No es que todos ellos susurraran la palabra marica cuando él iba por el pasillo o se pasaran la lengua por las comisuras de los labios. De hecho, la mayoría de sus compañeros sencillamente pasaban de él. Pero en cierto modo, era mucho peor. Se sentía aislado a causa de aquel silencio.

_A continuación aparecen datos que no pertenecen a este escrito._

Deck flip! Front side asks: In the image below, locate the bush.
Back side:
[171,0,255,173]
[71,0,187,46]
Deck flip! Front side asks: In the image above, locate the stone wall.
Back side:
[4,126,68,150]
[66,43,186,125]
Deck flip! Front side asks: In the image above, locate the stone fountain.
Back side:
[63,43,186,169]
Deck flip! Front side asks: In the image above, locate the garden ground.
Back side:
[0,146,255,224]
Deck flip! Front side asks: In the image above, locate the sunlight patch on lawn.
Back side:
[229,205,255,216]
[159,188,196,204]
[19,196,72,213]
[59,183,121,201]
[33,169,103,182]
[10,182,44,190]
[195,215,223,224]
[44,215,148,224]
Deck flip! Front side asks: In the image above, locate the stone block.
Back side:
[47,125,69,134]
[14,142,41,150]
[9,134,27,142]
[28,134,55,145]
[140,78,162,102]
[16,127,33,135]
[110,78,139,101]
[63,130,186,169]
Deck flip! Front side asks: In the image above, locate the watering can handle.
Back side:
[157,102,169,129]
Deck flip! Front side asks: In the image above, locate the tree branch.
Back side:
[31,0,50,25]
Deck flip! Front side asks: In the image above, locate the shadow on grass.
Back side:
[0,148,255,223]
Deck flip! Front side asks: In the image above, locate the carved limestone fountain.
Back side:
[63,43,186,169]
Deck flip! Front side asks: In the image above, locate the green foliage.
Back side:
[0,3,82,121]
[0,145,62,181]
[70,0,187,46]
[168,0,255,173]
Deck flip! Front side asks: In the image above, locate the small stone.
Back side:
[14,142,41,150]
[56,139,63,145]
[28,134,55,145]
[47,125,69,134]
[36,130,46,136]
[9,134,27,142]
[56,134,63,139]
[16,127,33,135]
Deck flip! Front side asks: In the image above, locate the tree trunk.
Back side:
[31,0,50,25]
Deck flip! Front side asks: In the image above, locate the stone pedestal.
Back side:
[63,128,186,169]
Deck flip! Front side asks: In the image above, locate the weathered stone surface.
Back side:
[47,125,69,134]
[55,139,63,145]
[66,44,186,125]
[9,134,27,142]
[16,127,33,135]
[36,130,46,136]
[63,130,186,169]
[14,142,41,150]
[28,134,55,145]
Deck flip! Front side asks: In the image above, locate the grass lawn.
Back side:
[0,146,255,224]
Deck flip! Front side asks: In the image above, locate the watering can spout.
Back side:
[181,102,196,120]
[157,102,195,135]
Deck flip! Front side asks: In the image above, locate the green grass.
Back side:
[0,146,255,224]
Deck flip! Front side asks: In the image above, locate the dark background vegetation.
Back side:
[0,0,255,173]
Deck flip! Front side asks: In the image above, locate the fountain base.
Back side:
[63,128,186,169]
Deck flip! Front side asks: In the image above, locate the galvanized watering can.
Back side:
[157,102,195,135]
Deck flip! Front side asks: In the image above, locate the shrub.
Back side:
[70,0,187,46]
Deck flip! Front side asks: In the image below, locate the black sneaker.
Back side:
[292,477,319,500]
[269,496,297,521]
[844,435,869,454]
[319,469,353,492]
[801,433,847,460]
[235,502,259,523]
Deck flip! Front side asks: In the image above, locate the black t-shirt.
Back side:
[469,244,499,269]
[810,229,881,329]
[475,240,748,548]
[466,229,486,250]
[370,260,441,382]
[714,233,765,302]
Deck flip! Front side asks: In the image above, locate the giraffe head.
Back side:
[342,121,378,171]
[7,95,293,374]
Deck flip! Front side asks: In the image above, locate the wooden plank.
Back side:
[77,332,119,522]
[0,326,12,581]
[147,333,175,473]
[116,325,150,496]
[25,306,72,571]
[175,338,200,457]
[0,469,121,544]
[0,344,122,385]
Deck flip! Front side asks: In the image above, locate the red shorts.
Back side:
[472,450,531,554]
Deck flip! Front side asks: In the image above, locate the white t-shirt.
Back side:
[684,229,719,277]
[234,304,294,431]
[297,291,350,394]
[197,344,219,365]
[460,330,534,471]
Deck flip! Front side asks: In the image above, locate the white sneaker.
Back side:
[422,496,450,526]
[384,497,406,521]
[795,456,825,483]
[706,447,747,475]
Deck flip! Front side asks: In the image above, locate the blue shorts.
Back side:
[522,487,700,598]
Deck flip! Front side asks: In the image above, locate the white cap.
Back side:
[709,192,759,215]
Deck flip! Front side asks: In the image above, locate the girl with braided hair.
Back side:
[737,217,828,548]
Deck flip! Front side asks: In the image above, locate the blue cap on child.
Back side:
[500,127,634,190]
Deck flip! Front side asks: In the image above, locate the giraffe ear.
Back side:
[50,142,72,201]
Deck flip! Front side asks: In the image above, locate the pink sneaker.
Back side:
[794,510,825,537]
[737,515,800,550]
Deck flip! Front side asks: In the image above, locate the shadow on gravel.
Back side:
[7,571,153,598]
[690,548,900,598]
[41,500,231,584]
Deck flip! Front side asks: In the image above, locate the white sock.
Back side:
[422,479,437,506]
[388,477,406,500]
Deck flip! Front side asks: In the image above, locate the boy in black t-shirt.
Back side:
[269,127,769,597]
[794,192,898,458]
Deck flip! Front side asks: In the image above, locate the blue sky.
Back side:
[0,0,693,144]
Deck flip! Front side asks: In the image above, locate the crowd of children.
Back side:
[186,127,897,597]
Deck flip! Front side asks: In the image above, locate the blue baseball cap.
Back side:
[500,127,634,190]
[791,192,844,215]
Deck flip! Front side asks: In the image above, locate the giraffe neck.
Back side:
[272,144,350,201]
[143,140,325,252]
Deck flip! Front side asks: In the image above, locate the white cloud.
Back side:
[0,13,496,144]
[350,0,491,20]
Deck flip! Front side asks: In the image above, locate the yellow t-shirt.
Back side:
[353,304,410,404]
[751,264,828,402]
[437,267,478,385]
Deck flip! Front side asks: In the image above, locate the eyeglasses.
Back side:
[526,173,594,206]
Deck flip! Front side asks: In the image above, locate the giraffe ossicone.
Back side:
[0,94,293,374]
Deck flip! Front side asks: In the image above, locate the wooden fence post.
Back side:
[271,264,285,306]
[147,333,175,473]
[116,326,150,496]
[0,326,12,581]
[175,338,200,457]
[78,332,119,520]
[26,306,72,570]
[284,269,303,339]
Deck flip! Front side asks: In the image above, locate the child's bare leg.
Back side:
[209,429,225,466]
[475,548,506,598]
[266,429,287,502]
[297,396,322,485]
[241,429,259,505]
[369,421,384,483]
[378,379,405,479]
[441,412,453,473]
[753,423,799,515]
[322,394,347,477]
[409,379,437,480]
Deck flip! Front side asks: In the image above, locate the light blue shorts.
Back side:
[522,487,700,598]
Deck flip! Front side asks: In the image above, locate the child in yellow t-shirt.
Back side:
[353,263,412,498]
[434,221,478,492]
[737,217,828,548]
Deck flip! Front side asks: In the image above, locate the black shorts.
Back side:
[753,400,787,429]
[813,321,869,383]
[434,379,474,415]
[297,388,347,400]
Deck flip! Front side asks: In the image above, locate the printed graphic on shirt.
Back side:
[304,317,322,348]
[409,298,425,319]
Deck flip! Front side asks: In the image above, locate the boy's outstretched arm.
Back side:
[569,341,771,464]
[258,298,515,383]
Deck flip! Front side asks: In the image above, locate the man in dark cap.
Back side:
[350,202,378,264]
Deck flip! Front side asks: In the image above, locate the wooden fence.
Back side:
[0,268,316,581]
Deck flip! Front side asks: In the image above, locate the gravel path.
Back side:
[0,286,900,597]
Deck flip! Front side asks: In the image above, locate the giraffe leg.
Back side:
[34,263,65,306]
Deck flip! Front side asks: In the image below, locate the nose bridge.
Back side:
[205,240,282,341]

Si se encontraban por casualidad al salir de casa, Jimmy Marcus solía andar en silencio junto a él de camino a la escuela, ya que habría sido violento no hacerlo, y solía saludarle cuando se lo encontraba en el pasillo o cuando coincidía con él en la cola que se formaba para entrar en clase. Cada vez que sus miradas se cruzaban, Dave notaba una extraña mezcla de lástima e incomodidad en el rostro de Jimmy, como si este deseara decirle algo y fuera incapaz de expresarlo con palabras; en el mejor de los casos, Jimmy nunca había sido muy hablador, a no ser que se le ocurriera alguna idea descabellada, como saltar a las vías del tren o robar un coche. Sin embargo, Dave tenía la sensación de que su amistad (en verdad, no estaba seguro de que hubieran sido realmente muy amigos; recordaba con algo de vergüenza todas las veces que había tenido que insistir en su camaradería con Jimmy) acabó en el momento en que él subió al coche y Jimmy se quedó inmóvil en medio de la calle.